Momentive may face opposition to the plan’s approval at a five-day trial starting Aug. 14, given that litigation with creditors may require a “substantial” investigation, according to court papers filed yesterday. Momentive asked U.S. Bankruptcy Judge Robert Drain to approve a schedule that would wrap up discovery in the cases by July 25.
Discovery should “take place on an expedited timetable,” Momentive said in the filing in White Plains, New York. The company said it began talks with its creditors’ committee to try and speed up document production, deposition of witnesses and other matters.

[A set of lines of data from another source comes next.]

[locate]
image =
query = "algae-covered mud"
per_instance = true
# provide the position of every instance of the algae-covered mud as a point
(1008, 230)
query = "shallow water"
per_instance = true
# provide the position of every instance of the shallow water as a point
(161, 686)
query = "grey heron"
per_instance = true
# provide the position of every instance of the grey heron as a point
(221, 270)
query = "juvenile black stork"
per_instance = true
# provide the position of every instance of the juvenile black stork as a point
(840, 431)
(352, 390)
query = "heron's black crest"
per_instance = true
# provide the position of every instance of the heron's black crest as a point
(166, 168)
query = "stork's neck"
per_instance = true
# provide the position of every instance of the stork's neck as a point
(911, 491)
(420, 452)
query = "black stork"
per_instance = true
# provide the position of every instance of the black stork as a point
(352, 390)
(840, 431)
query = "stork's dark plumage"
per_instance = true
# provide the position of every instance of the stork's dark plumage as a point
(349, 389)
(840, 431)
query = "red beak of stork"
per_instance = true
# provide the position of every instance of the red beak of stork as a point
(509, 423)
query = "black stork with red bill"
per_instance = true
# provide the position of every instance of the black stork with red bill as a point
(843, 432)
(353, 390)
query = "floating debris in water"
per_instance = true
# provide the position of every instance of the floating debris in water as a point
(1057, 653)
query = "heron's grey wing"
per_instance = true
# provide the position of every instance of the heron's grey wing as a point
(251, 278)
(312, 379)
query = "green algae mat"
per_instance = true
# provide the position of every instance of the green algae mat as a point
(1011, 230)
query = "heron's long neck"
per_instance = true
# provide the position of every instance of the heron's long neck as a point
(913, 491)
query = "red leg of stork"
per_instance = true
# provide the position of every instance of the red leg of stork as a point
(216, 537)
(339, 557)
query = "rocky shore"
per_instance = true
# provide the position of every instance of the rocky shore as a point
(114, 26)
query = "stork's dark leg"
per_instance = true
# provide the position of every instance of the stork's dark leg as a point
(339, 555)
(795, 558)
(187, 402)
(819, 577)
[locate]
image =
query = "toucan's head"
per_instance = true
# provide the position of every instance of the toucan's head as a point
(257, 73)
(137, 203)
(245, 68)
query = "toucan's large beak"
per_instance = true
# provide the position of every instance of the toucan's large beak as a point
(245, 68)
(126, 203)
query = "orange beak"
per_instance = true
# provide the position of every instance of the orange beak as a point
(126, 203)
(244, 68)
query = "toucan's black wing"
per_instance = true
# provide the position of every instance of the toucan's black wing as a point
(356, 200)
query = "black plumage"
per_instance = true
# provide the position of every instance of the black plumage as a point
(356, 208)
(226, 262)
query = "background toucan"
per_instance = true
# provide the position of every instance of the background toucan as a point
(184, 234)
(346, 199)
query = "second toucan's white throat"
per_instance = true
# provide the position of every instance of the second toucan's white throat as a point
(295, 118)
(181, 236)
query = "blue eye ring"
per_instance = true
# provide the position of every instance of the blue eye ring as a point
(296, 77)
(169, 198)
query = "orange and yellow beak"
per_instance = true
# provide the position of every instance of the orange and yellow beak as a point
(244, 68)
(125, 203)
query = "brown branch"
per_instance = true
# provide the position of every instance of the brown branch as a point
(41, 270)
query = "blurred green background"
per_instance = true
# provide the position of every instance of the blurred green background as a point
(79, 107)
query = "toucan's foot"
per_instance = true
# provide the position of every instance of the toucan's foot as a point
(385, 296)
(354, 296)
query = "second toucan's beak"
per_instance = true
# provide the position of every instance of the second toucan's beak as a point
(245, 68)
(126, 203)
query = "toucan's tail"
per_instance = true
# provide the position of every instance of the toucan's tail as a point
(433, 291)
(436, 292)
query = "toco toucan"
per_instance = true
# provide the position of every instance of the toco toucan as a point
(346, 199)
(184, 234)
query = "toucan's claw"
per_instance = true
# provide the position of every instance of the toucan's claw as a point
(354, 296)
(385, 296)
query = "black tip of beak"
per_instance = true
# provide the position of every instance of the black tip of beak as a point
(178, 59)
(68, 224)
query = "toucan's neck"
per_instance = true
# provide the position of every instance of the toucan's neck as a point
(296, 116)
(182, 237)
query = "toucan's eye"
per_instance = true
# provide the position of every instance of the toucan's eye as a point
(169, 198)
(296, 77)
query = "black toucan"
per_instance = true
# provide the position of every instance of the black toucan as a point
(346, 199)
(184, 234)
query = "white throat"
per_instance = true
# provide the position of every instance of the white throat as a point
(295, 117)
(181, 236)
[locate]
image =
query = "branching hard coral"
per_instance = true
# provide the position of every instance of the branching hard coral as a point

Momentive in May sued Bank of New York Mellon (BK:US) Trust as trustee for $1.1 billion in 8.875 percent notes due in 2020, and Wilmington Trust NA, as trustee for 10 percent notes due in 2020, saying it didn’t owe those noteholders special premium payments based on unpaid interest.
The company in turn was sued by U.S. Bank NA, a trustee for $382 million of 11.5 percent subordinated notes, which said those securities shouldn’t be treated worse under Momentive’s plan than a different class of debt.

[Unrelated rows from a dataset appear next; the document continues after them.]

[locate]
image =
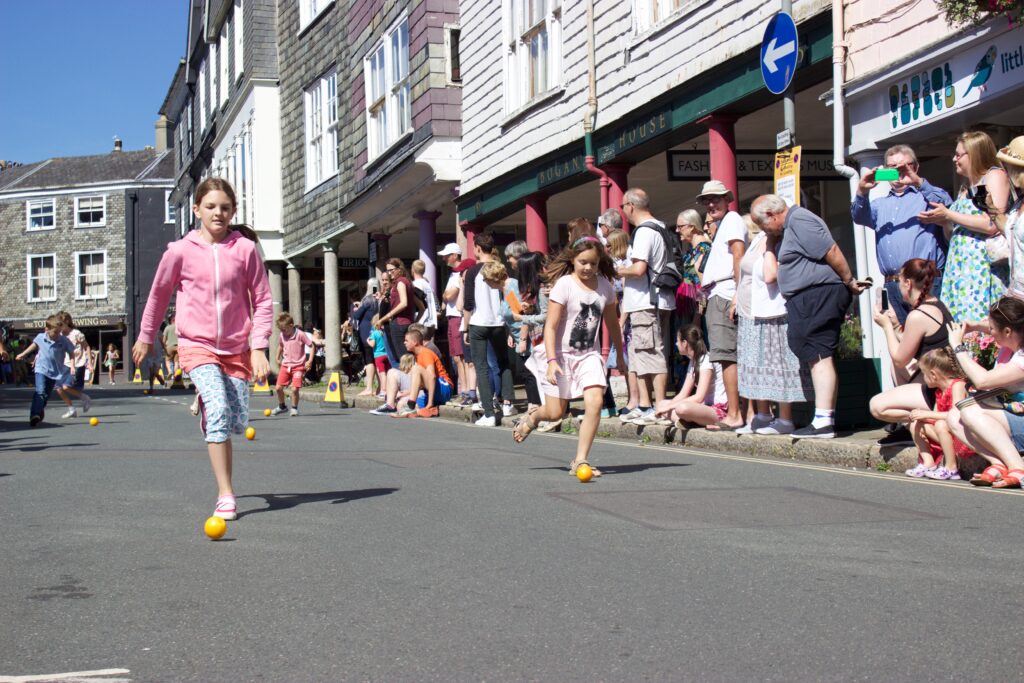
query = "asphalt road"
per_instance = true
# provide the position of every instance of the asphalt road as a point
(371, 548)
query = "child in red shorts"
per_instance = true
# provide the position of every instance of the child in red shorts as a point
(293, 361)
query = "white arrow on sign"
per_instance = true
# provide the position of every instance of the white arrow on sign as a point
(773, 53)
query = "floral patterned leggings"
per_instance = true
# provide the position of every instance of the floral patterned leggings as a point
(223, 401)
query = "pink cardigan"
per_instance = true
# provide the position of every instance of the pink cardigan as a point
(223, 297)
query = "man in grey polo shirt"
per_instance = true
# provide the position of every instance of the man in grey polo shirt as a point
(815, 279)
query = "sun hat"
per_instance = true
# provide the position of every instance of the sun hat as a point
(714, 188)
(465, 264)
(1013, 154)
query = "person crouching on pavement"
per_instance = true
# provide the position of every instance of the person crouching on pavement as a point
(293, 360)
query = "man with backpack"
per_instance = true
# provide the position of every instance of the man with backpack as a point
(648, 298)
(719, 284)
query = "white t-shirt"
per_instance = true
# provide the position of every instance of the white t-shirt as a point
(718, 395)
(429, 315)
(452, 307)
(649, 247)
(488, 305)
(719, 268)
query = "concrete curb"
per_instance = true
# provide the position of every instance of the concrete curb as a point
(847, 451)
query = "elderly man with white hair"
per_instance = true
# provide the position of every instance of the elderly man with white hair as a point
(815, 279)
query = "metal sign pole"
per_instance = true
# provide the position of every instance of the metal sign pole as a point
(788, 102)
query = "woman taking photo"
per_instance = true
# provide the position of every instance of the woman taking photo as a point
(971, 283)
(925, 330)
(994, 427)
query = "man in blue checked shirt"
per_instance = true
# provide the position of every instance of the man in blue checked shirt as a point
(899, 232)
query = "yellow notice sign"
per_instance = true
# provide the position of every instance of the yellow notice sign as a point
(787, 175)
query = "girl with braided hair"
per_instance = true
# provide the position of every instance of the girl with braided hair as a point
(925, 330)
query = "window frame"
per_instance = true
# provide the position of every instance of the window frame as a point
(29, 279)
(102, 220)
(387, 120)
(239, 38)
(170, 210)
(53, 215)
(79, 274)
(321, 129)
(521, 87)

Momentive separately is disputing the creditors’ committee’s plan to hire Jefferies Group LLC as a financial consultant. Under the proposed hiring terms, Jefferies would get a transaction fee only if it consummates a Chapter 11 plan supported by all committee members, including holders of subordinated notes.

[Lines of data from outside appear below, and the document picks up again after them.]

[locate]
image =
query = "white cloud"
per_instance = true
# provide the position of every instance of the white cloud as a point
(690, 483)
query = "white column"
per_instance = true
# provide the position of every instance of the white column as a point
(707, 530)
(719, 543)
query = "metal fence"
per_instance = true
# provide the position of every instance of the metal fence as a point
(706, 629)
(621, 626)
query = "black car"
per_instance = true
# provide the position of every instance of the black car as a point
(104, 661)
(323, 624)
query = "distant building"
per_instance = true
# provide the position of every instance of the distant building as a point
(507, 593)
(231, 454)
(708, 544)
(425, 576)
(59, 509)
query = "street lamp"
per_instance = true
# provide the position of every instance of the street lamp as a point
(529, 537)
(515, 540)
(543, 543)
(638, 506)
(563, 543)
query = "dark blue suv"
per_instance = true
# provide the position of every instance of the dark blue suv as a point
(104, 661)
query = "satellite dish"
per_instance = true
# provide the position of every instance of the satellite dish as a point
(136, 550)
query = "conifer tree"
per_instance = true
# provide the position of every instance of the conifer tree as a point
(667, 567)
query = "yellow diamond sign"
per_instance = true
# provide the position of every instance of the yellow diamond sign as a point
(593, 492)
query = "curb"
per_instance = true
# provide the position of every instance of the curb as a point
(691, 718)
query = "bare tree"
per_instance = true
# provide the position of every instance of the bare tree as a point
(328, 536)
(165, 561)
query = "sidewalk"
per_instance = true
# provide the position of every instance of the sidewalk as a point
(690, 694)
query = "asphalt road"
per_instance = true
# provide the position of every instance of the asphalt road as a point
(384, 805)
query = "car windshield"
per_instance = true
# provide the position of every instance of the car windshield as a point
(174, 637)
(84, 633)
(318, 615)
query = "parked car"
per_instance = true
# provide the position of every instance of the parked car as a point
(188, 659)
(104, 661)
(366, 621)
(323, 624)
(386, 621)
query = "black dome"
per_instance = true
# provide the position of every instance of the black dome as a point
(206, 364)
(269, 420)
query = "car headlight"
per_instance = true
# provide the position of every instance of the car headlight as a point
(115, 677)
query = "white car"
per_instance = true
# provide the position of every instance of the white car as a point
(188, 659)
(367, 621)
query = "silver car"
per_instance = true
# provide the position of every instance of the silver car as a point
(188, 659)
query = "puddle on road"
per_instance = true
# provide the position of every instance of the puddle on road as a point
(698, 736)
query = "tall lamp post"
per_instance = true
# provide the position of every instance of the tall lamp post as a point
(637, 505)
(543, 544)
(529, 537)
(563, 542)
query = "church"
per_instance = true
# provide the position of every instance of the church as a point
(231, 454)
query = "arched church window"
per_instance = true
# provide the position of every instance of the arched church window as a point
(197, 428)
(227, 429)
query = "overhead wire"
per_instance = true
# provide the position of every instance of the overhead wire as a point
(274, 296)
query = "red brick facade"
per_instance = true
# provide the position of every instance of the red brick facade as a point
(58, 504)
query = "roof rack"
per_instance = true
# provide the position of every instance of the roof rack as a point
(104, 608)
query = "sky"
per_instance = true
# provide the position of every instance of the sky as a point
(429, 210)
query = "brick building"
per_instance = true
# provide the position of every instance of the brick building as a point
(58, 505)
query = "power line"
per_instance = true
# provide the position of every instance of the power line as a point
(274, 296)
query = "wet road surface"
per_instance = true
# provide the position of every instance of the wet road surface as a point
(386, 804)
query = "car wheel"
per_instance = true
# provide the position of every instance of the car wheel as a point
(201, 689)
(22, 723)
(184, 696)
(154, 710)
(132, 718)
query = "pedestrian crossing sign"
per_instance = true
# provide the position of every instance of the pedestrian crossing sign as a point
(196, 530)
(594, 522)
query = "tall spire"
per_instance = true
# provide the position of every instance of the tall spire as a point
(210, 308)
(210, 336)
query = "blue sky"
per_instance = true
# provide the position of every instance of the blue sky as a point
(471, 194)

“To receive the bulk of its compensation, Jefferies must cater to a minority on the committee,” one that isn’t entitled to any recovery under the rough terms of Momentive’s plan to exit bankruptcy, the company said.
The hiring terms also misalign Jefferies’s incentives with those of the committee, Apollo said in an objection. U.S. Bank and Aurelius Capital Partners LP, which together with affiliates owns $55 million of the subordinated notes, are both on the creditor panel, according to court records.
The Jefferies issue is to be addressed at a hearing set for June 10. A hearing to approve the company’s disclosure statement explaining its Chapter 11 plan is set for June 19.
Momentive, based in Waterford, New York, listed $2.69 billion of assets and $4.17 billion of debt in its Chapter 11 filing in April. The company hasn’t posted an annual profit since Apollo bought it for $3.8 billion in 2006, according to data compiled by Bloomberg.
The case is In re Momentive Performance Materials Inc., 14-bk-22509, U.S. Bankruptcy Court, Southern District of New York (White Plains).